Utah Decision Threatens to Raise Medical Malpractice Insurance Rates

The Supreme Court of Utah just opened a giant can of worms in regard to medical professional liability. And those worms could be a harbinger of rising medical malpractice insurance rates for the state’s physician and surgeon communities.

On Feb. 28, the Utah Supreme Court ruled that healthcare providers have a duty to consider how a patient’s course of treatment could affect that patient’s family. This opens the door for family members to sue their relative’s physician if they are adversely affected by the patient’s course of treatment.

The case that the Utah high court was considering was filed by the children of a woman who was murdered by her heavily medicated husband in a church parking lot. Following the woman’s death and the subsequent murder conviction of her husband, the woman’s children filed a wrongful death lawsuit against the husband’s healthcare providers, alleging that they were negligent because his medications contributed to his murderous actions. The children sued the doctor Hugo and his nurse practitioner for prescribing antidepressants and other medications that can carry risks of psychiatric complications.

A Third District Court Judge originally dismissed the case in February 2011, writing that the children could not pursue a medical malpractice lawsuit because they were not the patients. The Utah Supreme Court reversed that decision.

This is a big deal because medical malpractice insurance rates are determined by a few, very important factors: the state’s existing tort reform legislation, historic jury verdicts and claims frequency.

Traditionally, medical malpractice has been defined as an act of medical negligence that results in undue injury to a patient. Now, the Utah Supreme Court has widened that definition to include an act of medical negligence that results in undue injury to a patient OR his or her family members.

Plaintiff attorneys are not dumb. They are always looking for ways to increase the dollar amount of jury verdicts and settlements. If they can attach the injured patient’s family members to a medical malpractice lawsuit, they will.

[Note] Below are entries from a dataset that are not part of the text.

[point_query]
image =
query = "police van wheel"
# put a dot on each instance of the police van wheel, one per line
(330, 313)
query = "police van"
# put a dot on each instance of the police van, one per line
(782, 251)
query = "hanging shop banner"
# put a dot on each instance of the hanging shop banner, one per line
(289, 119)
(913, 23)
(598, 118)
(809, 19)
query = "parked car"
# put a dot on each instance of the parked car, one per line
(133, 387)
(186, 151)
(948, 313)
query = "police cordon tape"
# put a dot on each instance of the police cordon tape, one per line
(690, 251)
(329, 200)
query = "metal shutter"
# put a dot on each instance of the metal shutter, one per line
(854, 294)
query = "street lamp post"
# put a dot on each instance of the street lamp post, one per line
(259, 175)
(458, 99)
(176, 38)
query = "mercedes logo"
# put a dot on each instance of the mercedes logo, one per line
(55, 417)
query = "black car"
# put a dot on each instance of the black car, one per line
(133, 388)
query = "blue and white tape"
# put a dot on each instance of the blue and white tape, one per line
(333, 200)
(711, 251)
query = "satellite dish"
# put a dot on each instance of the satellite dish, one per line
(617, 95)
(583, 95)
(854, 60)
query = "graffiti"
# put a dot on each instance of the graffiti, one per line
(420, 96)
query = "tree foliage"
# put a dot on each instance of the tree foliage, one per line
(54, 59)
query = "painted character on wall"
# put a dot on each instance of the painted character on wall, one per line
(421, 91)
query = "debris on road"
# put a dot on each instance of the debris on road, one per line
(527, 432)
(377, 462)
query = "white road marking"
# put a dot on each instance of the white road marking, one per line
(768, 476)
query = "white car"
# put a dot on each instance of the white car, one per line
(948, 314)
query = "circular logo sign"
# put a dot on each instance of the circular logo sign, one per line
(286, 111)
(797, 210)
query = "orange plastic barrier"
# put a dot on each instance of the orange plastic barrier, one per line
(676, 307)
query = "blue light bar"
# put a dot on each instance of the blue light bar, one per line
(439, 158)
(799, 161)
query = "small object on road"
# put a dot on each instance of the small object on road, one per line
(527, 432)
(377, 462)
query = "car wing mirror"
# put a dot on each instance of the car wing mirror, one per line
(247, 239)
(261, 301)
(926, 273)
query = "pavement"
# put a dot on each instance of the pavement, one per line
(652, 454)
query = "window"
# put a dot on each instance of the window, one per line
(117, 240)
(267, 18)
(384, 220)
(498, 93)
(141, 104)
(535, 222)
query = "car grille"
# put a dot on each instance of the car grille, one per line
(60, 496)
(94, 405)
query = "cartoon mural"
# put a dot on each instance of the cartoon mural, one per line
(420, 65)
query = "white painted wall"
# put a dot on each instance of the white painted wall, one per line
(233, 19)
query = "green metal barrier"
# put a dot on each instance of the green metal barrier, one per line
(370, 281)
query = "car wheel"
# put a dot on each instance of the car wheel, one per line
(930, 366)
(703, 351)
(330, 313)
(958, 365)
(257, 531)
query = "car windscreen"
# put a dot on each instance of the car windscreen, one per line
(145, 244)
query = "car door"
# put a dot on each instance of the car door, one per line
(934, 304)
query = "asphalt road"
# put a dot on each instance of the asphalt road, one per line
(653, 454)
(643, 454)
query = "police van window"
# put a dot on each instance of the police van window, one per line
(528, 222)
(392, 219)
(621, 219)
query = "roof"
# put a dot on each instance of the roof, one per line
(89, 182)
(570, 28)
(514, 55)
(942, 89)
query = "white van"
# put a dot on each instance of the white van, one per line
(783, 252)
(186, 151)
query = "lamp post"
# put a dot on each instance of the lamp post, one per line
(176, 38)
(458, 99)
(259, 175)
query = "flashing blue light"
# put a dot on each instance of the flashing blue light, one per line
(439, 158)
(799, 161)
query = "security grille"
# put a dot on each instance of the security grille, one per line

The plaintiff attorneys will do this with varied, creative arguments showing how the medical negligence caused undue injury to not just the patient but also his or her family members.

By widening the number of potential victims of an act of medical negligence, the Utah high court’s decision will undoubtedly increase the state’s claims frequency. And that claims frequency will ultimately necessitate that medical malpractice insurance companies increase the cost of medical malpractice insurance rates.